A Defensoria Pública da
União (DPU) defendeu no Congresso Nacional, mulheres vítimas de violência
doméstica acusadas de subtração internacional. Em duas audiências públicas,
realizadas no Senado Federal e na Câmara dos Deputados, a defensora pública
federal Daniela Brauner falou sobre a aplicação da Convenção de Haia sobre os
aspectos civis do sequestro internacional de crianças em casos em que mães
brasileiras retornam ao país com seus filhos após sofrerem violência doméstica
No Senado, Brauner
destacou que é urgente considerar que essas mulheres são vítimas, e não
sequestradoras. Isso porque, a Convenção de Haia considera que a subtração
internacional de crianças acontece quando um dos genitores tira o menor do seu
país de residência habitual sem autorização do outro genitor ou de pessoa que
seja codetentora do direito de guarda.
No entanto a Convenção,
firmada em 1980, não leva em conta casos em que as mães retornam ao seu país de
origem por sofrerem violência doméstica dos genitores de seus filhos. Para a
defensora, é necessária a criação de medidas de salvaguarda para que os termos
do dispositivo afastem a possibilidade de separação permanente da criança com a
mãe, comumente a principal cuidadora da criança.
“Não há como decidir a
respeito do melhor interesse da criança sem considerar os laços envolvidos na
relação mãe e filho ou filha. Qualquer decisão que possa implicar o afastamento
definitivo ou duradouro do convívio entre mãe e filho ou filha acaba por
infringir o princípio da prioridade e melhor interesse da criança”, disse,
complementando. “Assim, nem sempre o retorno imediato representa o sucesso na
aplicação da Convenção de Haia, pois pode desconsiderar aspectos relevantes do
desenvolvimento da criança”.
Mães de Haia
Na Comissão de Defesa dos
Direitos da Mulher, da Câmara dos Deputados, a defensora pública federal
Daniela Brauner voltou a defender uma interpretação mais adequada à realidade
brasileira nos casos em que filhos são retirados de suas mães, mesmo após a comprovação
de que ela saiu do país do genitor após sofrer violência doméstica. “Precisamos
levar essa interpretação, que é uma interpretação brasileira, para os fóruns
internacionais de discussão da Convenção de Haia. Especialmente o entendimento
de que aplicar a convenção também é aplicar no artigo nº 13 o não retorno das
crianças em algumas situações”, explicou.
A audiência contou,
também, com o relato emocionado e desesperado de uma mãe que perdeu a guarda de
duas filhas pequenas após fugir do país do genitor das crianças. Raquel
Cantarelle é mãe de duas meninas, de 4 e 6 anos. Mesmo após comprovar que
sofria violência no país do então marido, as crianças foram enviadas pelo
estado brasileiro aos cuidados do pai, na Irlanda.

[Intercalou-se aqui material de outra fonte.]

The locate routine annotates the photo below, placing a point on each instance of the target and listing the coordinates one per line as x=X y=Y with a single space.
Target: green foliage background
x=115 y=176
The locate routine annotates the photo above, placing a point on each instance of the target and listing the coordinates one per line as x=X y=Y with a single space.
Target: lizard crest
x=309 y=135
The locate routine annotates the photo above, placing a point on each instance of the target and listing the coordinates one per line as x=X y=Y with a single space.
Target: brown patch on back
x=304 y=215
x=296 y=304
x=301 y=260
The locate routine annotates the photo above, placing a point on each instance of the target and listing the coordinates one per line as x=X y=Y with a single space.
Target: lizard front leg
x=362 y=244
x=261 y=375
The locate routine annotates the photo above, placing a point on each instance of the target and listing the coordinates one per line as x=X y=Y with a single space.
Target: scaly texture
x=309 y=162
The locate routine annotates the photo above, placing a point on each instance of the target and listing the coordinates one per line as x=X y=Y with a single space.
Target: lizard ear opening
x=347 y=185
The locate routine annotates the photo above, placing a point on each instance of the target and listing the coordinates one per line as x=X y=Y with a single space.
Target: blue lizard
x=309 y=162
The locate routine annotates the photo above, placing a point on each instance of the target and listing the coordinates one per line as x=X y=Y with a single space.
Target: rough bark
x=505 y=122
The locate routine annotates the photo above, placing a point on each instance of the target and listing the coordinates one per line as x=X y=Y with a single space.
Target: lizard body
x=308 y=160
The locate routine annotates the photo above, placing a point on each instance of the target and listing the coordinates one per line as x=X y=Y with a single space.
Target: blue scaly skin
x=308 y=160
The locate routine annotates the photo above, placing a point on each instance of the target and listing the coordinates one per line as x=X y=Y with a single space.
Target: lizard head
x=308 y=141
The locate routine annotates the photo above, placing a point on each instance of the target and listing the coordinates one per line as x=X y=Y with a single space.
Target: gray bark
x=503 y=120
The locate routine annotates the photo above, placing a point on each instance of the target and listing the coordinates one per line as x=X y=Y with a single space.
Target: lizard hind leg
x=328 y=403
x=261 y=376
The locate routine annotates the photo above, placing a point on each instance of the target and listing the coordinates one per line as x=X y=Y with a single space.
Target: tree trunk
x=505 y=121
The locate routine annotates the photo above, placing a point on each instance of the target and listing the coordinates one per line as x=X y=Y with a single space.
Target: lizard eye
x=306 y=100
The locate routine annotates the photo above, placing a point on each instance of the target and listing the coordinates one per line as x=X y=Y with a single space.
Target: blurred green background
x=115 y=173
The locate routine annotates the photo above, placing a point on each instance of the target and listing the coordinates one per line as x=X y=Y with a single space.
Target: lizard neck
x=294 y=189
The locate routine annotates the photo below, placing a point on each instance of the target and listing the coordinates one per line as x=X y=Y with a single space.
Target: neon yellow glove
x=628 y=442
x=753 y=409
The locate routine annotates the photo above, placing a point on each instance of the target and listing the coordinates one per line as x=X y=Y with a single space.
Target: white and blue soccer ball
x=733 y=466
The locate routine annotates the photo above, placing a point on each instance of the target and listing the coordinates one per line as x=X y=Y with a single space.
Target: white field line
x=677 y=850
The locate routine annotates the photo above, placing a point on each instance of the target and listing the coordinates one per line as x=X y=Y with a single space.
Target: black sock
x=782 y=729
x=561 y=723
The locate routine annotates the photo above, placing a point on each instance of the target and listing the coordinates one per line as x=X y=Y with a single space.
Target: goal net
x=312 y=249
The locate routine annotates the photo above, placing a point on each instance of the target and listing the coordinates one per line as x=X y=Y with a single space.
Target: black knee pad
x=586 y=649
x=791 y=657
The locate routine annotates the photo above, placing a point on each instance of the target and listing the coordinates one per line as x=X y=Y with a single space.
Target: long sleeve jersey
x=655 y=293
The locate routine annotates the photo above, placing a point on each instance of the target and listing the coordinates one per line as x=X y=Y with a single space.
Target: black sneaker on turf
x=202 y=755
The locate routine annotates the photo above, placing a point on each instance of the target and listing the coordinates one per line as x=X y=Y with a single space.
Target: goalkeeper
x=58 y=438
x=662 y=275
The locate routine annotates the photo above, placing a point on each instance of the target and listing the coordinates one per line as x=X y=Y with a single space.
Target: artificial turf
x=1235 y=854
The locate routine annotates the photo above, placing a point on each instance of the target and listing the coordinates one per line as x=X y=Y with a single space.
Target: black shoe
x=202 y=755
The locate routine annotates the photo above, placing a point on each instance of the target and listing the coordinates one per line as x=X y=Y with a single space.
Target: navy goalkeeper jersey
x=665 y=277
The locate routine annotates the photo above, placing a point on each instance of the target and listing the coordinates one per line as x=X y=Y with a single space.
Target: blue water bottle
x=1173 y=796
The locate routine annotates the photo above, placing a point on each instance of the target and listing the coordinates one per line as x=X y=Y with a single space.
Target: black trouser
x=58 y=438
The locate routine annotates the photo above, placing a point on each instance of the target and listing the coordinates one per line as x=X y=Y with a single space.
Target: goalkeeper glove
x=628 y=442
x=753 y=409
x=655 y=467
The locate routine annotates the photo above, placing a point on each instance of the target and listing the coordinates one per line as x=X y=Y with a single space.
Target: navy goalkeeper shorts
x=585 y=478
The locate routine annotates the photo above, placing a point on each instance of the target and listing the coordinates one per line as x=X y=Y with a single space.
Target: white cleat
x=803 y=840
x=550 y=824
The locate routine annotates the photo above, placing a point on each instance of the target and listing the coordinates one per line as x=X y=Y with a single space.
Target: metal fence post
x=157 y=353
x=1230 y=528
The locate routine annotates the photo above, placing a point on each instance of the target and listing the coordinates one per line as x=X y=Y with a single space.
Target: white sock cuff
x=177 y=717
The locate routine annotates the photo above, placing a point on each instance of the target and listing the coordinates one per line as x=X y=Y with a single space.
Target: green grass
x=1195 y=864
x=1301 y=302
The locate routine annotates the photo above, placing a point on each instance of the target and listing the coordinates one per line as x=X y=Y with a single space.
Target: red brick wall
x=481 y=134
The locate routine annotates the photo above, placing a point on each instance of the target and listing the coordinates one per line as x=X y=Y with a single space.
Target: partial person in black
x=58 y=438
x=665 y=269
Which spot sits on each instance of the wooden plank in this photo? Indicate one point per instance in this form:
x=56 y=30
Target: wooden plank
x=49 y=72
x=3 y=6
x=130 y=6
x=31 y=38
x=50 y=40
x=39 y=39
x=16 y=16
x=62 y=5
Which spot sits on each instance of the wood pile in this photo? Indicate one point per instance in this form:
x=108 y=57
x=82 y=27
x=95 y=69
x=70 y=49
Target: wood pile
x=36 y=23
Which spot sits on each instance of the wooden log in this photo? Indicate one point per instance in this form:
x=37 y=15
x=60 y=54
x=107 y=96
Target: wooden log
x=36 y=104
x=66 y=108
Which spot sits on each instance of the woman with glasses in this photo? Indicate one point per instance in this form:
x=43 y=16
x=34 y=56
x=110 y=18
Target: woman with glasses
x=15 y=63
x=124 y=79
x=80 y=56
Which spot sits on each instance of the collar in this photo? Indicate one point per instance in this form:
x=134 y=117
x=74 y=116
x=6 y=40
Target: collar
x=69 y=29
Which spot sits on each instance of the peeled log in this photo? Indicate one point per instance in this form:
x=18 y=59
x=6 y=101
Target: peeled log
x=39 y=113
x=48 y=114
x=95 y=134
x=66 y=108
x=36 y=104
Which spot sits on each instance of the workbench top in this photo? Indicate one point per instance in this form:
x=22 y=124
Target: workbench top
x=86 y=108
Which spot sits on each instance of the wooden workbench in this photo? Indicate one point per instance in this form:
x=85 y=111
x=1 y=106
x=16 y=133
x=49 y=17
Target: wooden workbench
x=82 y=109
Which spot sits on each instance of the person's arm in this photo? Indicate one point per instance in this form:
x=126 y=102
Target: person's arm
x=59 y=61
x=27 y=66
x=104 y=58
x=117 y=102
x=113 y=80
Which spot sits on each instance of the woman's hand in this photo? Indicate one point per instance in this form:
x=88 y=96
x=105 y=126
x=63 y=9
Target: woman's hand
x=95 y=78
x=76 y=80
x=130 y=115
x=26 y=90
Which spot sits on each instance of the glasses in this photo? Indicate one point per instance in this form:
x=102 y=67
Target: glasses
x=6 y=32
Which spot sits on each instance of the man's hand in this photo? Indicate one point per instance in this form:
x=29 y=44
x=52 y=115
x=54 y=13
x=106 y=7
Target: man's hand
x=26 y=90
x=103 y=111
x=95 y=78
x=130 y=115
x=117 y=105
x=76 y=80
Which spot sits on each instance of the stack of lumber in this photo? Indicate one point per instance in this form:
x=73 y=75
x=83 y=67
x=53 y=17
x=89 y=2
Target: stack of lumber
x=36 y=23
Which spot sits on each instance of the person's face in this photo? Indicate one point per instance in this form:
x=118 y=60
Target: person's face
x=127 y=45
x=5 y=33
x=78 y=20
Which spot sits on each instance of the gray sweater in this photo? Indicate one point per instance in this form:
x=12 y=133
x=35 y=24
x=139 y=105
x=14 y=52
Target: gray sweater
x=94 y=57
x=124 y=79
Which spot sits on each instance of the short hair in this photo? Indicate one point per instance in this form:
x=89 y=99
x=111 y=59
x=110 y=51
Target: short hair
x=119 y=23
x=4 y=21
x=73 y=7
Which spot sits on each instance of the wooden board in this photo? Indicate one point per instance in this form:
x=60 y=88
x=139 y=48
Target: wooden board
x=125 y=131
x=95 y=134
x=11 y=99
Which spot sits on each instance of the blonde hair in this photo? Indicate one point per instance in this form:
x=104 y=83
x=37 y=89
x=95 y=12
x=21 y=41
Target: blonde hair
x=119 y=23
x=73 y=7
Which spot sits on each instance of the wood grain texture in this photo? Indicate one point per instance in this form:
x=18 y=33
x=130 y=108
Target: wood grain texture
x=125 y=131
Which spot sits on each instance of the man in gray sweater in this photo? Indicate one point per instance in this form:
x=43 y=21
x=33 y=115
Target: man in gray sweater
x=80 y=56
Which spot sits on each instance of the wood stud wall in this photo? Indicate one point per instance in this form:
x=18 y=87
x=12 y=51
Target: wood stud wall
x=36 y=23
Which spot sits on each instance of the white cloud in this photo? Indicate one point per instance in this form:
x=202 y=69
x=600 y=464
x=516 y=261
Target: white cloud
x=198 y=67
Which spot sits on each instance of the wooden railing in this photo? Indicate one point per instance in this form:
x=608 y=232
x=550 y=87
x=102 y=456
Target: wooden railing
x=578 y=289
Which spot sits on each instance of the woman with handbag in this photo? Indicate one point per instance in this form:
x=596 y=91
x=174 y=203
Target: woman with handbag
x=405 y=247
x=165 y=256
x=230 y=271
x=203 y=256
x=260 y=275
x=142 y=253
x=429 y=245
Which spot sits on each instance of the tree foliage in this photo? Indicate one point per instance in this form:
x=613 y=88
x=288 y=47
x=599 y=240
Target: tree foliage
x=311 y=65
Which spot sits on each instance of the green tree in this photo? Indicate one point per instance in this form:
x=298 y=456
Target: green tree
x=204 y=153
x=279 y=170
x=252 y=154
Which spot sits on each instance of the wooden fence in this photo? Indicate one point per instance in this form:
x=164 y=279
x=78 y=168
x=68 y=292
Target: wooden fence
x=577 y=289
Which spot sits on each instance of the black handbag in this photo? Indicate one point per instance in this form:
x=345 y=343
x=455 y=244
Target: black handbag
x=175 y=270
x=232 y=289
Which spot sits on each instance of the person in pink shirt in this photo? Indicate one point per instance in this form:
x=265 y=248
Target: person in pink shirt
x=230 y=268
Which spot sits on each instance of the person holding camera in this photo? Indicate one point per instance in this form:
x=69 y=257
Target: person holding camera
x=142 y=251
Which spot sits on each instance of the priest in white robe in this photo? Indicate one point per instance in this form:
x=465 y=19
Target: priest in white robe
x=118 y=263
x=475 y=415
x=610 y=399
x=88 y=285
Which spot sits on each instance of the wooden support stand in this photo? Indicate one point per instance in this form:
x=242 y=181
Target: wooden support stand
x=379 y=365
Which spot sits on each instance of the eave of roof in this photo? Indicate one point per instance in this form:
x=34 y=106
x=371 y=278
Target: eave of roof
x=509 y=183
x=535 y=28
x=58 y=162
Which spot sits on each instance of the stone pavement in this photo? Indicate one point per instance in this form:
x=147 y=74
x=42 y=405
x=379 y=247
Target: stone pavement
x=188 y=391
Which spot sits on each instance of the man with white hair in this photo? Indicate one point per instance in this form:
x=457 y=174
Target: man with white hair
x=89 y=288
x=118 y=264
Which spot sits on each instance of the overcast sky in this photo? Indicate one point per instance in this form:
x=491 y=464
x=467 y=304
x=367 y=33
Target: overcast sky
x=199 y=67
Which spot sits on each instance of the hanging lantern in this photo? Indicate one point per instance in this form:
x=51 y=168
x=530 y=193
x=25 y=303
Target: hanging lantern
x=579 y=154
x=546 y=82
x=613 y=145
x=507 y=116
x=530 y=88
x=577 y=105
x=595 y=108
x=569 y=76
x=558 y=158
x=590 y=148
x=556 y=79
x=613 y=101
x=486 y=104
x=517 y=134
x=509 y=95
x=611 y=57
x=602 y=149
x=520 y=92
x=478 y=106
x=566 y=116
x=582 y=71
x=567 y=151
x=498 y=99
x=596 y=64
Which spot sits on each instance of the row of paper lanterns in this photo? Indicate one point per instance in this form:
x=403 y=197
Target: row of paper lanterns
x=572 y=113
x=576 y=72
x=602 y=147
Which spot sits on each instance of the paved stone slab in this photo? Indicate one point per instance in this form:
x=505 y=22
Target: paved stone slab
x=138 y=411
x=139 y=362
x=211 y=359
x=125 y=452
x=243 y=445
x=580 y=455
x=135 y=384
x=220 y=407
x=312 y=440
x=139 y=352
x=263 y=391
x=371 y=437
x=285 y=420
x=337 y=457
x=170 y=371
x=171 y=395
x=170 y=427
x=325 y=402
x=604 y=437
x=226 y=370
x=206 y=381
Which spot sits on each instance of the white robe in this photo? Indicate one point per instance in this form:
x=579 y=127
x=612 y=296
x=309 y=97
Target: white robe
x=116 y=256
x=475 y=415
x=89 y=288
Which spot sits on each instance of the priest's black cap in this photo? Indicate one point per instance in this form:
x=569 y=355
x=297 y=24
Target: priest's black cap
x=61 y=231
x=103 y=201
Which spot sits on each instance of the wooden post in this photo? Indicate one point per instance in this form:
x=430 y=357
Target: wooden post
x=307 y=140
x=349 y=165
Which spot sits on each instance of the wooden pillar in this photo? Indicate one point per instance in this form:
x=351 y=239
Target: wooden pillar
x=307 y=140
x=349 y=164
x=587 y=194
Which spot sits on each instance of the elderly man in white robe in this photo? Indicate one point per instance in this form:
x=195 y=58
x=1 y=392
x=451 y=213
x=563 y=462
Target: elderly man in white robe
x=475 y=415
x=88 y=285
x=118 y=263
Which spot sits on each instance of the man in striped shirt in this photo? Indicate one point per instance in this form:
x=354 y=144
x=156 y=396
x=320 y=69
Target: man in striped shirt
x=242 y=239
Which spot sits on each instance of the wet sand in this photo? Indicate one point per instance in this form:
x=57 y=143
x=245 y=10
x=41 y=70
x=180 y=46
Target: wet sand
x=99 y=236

A DPU atua no caso perante
a Corte Interamericana de Direitos Humanos por violações do Estado Brasileiro
contra a mulher e suas filhas. Segundo Cantarelle, as crianças foram levadas
por policiais brasileiros, armados, numa cena de muitos gritos e choros das
crianças.
“Não podemos ignorar que,
no caso de mães e crianças em perigo, o retorno ao país de origem pode
significar a perpetuação de abusos e violação de direitos humanos. O meu apelo
é para que olhem para o meu caso e para tantos outros com atenção e empatia. Eu
peço que reconsiderem a forma como aplicamos essa convenção em nosso país,
garantindo que exceções, como a prevista no Artigo nº 13, sejam analisadas com
a devida seriedade e que cada decisão judicial seja uma decisão humana que
proteja quem mais precisa, que são as crianças”, pediu Cantarelle.
Luta da DPU
Em nota técnica, emitida
por meio do Grupo de Trabalho Mulheres da DPU, a instituição recomenda que, no
caso de uma acusação de sequestro internacional de crianças, as seguintes
medidas de salvaguarda sejam consideradas:
- Ocorrência de violência
doméstica a saber: violência física, violência psicológica, violência sexual,
violência patrimonial e violência moral,
- Examinar se, no país de
residência habitual, é crime a subtração internacional de crianças;
- Observar se há regras
que assegurem o status migratório seguro para a genitora para regressar ao país
de origem;
- Analisar se há garantia
de efetivo acesso à Justiça para a genitora, considerando especialmente os
custos envolvidos no processo judicial de guarda e acesso à assistência
judiciária gratuita, consultando qual seria a autoridade judicial competente;
- Determinar o retorno
acompanhado da mãe/genitor que for o principal cuidador da criança, evitando
rompimento bruscos;
- Se não for possível determinar
o retorno com a mãe, assegurar por parte do outro genitor que há anuência em
garantir o convívio com a mãe, estabelecendo cronograma de visitação até a
decisão da autoridade judicial local.